スクリャービンの造語癖が炸裂! 奥さんへの手紙で「ぼくの素晴らすぃひと、ぼくのかわゆ~いひと」
大作曲家たちも、恋に落ち、その想いを時にはロマンティックに、時には赤裸々に語ってしまいました。手紙の中から恋愛を語っている箇所を紹介する、作曲家にとってはちょっと恥ずかしい連載。
第11回は、スクリャービンが妻ヴェーラ・スクリャービナに書いた手紙をご紹介! あれ、ちょっと様子がおかしいですね……この独特な口調はどういうことなのでしょう。筆者渾身の日本語訳をご覧ください。
音楽学者。東京大学特任研究員(日本学術振興会特別研究員-PD)、東京藝術大学音楽学部楽理科教育研究助手。専門は20世紀初頭のロシア芸術音楽。東京藝術大学音楽学部楽理科...
ぼくのご嫁ちゃん、ぼくの素晴らすぃひと、ちょっとしたお願いがあります。サーシャ・サフォーノヴァが風邪気味だったら、彼の家には行かないで、君とお子っちのことがちんぱい[心配]なんだ。それかどうか気をつけて。しゅぐにきみに会える、あと数日だ。どうか寂しく思わないで、ぼくの大切な黄金よ、よく練習して、ぼくたちの子どもの面倒をみていれば、時間はあっという間に過ぎるはず。とってもきみに会いちいよ、ぼくのかわゆ~いひと、きみがサプラ~イズでここにきてくれちゃったりしたらうれしいんだけど。ママ、ぼくのママっち、僕はいつも、どうやったらきみにまた会えるか、どうやったらきみと一緒にちあわせ[幸せ]に過ごせるかばかり考えているよ。
(アレクサンドル・スクリャービンからヴェーラ・スクリャービナへ、1898年11月30日/12月12日付)
日付はロシアにおける「旧暦/新暦」表記。強調は引用者による
親密な人限定! スクリャービンの造語癖
スクリャービンの妻、ヴェーラ・スクリャービナ(旧姓イサコーヴィチ、1875~1920)は、モスクワ音楽院でパーヴェル・シリョーツェル教授のもとで学び金メダルを得て卒業した優秀なピアニストだった。彼女は1897年にスクリャービンと結婚し、祖国のみならずパリ、ベルリン、ウィーンを巡っての演奏会ツアーで夫の作品を広めながら、楽譜校正のアシスタントも努めた。4人の子ども(リーマ、エレーナ、マリーヤ、レフ)に恵まれた二人は、周囲の目には理想的な夫婦に映ったことだろう。

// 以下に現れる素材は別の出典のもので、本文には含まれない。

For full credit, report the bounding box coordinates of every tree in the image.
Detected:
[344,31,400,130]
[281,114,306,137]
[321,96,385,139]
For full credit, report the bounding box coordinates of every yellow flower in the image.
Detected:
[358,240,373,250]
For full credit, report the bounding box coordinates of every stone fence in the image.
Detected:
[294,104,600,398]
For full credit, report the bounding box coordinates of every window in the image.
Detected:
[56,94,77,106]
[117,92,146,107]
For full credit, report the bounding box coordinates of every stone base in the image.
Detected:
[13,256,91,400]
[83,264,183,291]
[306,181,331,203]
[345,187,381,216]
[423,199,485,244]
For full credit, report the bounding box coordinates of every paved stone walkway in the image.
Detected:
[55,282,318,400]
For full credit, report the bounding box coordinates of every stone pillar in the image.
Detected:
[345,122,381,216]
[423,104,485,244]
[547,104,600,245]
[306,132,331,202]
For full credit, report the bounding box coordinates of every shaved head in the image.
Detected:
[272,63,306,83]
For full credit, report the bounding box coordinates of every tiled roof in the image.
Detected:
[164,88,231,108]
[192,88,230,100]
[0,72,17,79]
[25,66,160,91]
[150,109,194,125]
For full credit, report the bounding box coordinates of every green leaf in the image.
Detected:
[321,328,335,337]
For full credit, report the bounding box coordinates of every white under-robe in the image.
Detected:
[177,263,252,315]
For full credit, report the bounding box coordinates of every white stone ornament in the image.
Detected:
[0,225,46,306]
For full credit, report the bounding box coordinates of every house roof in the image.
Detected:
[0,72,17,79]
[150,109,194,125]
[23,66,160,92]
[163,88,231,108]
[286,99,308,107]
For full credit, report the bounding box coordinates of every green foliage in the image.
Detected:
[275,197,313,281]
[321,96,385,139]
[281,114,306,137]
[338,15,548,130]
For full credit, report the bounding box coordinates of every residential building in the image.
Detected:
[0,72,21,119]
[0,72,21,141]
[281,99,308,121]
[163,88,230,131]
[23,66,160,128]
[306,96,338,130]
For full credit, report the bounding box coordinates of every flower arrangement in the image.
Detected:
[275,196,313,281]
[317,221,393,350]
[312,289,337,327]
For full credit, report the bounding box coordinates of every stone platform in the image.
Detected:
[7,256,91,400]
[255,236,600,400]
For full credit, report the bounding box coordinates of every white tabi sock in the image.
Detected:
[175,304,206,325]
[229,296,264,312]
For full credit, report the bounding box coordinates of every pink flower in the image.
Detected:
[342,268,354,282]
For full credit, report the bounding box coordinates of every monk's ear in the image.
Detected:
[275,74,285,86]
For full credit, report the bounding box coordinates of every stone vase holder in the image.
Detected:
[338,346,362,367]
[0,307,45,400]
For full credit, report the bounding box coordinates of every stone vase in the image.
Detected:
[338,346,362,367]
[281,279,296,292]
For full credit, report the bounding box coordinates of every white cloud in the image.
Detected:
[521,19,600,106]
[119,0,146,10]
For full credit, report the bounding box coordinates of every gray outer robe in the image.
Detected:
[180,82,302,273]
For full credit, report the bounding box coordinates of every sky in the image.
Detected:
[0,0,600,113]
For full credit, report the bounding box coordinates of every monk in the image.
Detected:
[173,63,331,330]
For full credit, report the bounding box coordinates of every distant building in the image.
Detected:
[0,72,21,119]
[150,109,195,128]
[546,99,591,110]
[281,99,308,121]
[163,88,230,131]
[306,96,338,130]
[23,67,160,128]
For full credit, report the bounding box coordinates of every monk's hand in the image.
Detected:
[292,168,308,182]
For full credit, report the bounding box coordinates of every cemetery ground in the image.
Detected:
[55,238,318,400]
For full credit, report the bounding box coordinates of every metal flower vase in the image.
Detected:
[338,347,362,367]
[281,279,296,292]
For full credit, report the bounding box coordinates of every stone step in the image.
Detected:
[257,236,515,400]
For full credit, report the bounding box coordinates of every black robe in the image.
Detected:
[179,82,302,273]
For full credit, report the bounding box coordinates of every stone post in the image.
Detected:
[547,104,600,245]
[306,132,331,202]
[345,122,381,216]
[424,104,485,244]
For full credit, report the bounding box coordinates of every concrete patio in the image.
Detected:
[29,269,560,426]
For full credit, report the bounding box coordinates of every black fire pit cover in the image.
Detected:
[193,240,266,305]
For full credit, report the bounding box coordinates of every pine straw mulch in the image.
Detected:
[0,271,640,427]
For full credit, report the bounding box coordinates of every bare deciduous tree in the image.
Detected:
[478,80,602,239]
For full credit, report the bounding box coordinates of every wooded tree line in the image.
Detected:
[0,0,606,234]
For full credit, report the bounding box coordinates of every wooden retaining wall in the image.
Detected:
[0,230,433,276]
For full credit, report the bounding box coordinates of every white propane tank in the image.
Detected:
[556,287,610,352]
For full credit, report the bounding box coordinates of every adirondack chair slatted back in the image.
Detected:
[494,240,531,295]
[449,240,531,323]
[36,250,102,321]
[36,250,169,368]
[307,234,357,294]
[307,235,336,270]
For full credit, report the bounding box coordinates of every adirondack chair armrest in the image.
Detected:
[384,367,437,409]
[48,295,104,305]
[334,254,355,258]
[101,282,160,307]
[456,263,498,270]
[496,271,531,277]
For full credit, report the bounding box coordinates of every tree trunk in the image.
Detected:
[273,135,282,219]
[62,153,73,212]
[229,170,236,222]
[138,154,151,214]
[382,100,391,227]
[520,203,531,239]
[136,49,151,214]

手紙が書かれたのは1898年11月末、長女リーマが生まれた年のことである。手紙を送る2日前にペテルブルクの帝室ロシア音楽協会の定期交響楽演奏会で、自作の「ピアノ協奏曲作品20」を披露する栄誉に預かったスクリャービン。しかしその演奏会で指揮者を務めたスクリャービンの師匠サフォーノフはどうしたことか動揺した様子で、公演半ばで急いでモスクワへの帰途に就いてしまう。
演奏会の前に愛娘のサーシャことアレクサーンドラが突如として重い感冒にかかった旨の電報を受け取ったのである(残念なことにサーシャとその姉アナスタシーヤはこの感冒が原因でこの直後に亡くなってしまい、ヴェーラはその葬儀に出席した旨の返信を送っている)。そうした状況を受けて書かれた手紙だが、スクリャービンの口調は意外なほどに軽やかだ。
スクリャービン:ピアノ協奏曲作品20
手紙の特徴的な言葉遣いに注目してほしい。「ご嫁ちゃん」、「お子っち」、「ちんぱい」、「会いちい」……太字になっている、おかしな口調に見えるところは、原文の口調もおかしい箇所だ。どうか頭をひねった翻訳をご寛恕願いたい。私たちも大切な人や可愛がる動物に対して、普段は使わないような言葉を使うことがある。スクリャービンの場合、こうした造語癖は親密な手紙の特徴となっていた。人名を原型がわからないほどもじったり、単語の綴りを大きく変えたりすることも珍しくなかったのである。温かい家庭生活が目に浮かぶようで、彼に対する親近感が湧いてくる。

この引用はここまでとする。